Entspannt
liege ich auf der obersten Stufe der Sauna, die Luft riecht leicht nach
dem Aromaöl des letzten Aufgusses. Im Halbschlaf genieße ich mit
geschlossenen Augen die Hitze und atme tief und völlig entspannt durch.
Du liegst auf deinem Handtuch auf der nächsten Stufe. Ich höre dich
bewegen und das Holz der Liege knarrt leicht, als du dich aufsetzt.
Plötzlich spüre ich deinen Atem über meine Haare gleiten und deine
Zunge fährt langsam über meinen Bauch abwärts. Deine Zähne berühren
vorsichtig die empfindlichen Teile im Zentrum meines Körpers. Durch
deine Berührungen wird meine Männlichkeit langsam munter und beginnt
lustvoll immer weiter zu wachsen. Deine Zunge fährt mit ihrem lasziven
Treiben fort und beginnt mich zu liebkosen.
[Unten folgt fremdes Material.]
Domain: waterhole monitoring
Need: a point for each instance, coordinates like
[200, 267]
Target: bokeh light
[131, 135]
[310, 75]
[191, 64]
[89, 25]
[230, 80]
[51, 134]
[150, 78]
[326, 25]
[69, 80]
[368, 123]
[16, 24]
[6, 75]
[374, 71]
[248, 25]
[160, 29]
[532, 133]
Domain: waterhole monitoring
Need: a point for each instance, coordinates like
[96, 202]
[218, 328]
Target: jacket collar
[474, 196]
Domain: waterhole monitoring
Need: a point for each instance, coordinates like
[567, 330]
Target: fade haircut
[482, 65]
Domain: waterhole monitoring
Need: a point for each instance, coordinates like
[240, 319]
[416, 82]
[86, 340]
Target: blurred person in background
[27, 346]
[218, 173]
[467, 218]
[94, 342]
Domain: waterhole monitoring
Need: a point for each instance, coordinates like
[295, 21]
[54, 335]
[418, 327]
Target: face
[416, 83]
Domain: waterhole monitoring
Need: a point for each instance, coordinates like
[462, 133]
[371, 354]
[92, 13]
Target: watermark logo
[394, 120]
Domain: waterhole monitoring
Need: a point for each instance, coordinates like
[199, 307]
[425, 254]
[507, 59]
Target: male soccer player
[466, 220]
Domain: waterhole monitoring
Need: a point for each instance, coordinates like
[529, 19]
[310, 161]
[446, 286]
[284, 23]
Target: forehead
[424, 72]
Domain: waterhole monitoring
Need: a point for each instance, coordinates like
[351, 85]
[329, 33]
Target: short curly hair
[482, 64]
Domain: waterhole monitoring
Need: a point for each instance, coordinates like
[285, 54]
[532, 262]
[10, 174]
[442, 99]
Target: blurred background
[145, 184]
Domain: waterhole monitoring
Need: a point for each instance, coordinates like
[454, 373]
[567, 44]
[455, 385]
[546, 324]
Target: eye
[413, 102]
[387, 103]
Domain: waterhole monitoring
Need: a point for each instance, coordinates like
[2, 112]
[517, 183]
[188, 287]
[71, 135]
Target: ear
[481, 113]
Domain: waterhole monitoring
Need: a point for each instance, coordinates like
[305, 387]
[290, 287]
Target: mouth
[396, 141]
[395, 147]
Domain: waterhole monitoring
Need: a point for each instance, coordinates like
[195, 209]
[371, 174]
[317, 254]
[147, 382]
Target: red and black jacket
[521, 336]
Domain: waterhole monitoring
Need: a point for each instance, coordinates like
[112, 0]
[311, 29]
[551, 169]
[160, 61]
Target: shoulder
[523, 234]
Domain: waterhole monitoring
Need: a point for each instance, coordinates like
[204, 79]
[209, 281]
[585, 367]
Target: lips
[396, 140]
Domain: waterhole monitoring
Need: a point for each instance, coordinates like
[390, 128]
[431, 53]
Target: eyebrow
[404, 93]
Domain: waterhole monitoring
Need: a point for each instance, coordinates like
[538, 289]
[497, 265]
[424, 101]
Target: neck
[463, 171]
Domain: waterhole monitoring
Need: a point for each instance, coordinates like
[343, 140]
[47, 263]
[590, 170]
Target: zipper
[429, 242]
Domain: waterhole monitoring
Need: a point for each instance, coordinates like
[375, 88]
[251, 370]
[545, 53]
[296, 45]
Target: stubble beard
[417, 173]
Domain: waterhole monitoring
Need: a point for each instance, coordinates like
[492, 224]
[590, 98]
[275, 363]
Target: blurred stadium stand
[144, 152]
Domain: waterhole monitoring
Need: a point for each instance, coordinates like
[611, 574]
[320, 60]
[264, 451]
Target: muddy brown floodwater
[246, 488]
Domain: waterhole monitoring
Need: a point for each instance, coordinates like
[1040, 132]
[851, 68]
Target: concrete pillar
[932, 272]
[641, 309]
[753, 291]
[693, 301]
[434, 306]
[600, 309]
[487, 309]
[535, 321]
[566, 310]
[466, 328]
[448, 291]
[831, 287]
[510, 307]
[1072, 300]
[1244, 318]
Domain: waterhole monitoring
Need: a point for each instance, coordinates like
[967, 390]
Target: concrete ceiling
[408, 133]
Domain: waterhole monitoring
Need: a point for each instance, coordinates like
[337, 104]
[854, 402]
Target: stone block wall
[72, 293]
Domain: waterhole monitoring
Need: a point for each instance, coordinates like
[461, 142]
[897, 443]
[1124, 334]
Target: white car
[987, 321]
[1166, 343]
Mit einer schnellen
Bewegung hebst du deinen Kopf, während deine Lippen mich immer noch
berühren und liebkosen und fährst bis zur Spitze nach oben.
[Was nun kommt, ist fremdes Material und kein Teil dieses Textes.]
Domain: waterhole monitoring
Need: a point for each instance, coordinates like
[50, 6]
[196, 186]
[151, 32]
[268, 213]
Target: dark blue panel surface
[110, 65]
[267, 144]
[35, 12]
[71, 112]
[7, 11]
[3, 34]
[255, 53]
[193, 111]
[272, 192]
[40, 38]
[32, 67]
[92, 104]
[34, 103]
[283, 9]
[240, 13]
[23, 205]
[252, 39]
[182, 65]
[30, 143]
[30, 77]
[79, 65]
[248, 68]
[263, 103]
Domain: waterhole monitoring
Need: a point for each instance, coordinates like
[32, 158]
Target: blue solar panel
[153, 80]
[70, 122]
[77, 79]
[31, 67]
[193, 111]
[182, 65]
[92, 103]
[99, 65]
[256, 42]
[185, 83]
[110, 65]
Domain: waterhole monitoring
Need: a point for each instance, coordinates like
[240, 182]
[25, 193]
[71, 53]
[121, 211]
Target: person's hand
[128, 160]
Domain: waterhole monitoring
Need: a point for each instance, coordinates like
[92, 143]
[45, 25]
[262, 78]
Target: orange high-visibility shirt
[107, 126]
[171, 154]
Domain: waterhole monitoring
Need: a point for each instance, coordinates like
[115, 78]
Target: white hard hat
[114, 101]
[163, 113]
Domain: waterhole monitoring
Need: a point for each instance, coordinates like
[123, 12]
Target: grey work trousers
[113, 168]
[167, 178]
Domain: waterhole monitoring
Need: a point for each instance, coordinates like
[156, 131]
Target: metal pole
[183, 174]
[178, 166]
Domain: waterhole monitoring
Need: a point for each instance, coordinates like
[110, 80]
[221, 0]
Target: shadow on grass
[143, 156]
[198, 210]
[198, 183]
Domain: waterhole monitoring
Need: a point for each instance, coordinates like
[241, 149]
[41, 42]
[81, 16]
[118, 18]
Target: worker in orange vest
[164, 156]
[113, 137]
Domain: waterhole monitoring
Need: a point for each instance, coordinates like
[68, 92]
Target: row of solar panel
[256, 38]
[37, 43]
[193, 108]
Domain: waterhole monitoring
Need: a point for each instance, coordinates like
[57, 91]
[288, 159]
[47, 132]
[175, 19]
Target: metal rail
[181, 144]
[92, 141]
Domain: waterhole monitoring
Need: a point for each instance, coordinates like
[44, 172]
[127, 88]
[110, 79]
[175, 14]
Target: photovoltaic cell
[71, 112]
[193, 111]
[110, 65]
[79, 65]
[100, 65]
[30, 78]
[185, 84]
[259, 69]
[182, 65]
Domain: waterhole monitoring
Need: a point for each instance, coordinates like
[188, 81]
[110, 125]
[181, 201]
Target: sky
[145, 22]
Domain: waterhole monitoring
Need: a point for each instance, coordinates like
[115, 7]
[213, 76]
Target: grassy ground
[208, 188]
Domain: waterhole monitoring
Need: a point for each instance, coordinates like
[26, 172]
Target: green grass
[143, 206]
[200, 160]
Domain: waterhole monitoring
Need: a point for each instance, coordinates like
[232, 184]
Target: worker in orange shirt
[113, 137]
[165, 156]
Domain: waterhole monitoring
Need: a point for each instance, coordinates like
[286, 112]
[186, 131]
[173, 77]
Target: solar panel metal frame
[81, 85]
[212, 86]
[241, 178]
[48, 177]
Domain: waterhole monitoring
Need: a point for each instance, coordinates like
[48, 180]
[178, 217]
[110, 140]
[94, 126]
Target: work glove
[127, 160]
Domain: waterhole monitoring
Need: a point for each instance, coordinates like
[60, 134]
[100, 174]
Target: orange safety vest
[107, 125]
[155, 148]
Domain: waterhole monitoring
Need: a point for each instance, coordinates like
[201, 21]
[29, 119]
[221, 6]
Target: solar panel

Ebenso schnell nimmst du dein soeben entdecktes Spielzeug in den
Mund und saugst langsam daran. Rhythmisch bewegt sich dein Kopf auf und
nieder, während ich mein erregtes Stöhnen nicht mehr zurückhalten kann.
Dein Spielzeug fest in der Hand betrachtest du die kleinen
Lusttröpfchen, die sich auf seiner Spitze gebildet haben. Mit deinem
Finger nimmst du ein wenig davon, immer bedacht nichts zu vergeuden,
und führst den Finger zärtlich an meine Lippen. Gierig wie ein
Verhungernder sauge ich an deinem Finger.
All zu lange lässt du dich aber nicht durch mich aufhalten.
Dein Mund nimmt das bereits begonnene betörende Spiel wieder auf,
während die andere Hand sanft über meinen Körper streicht.
Immer schneller werden deine Bewegungen, immer tiefer erlaubst
du mir, in deinen Mund einzudringen. Erregt bewege ich mein Becken,
bewege mich deinem Mund entgegen. Als du merkst, dass ich bereits sehr
heftig atme und kurz davor stehe zu kommen, nimmst du zusätzlich deine
Hand zu Hilfe und fängst an, mich auch mit deiner Hand zu streicheln.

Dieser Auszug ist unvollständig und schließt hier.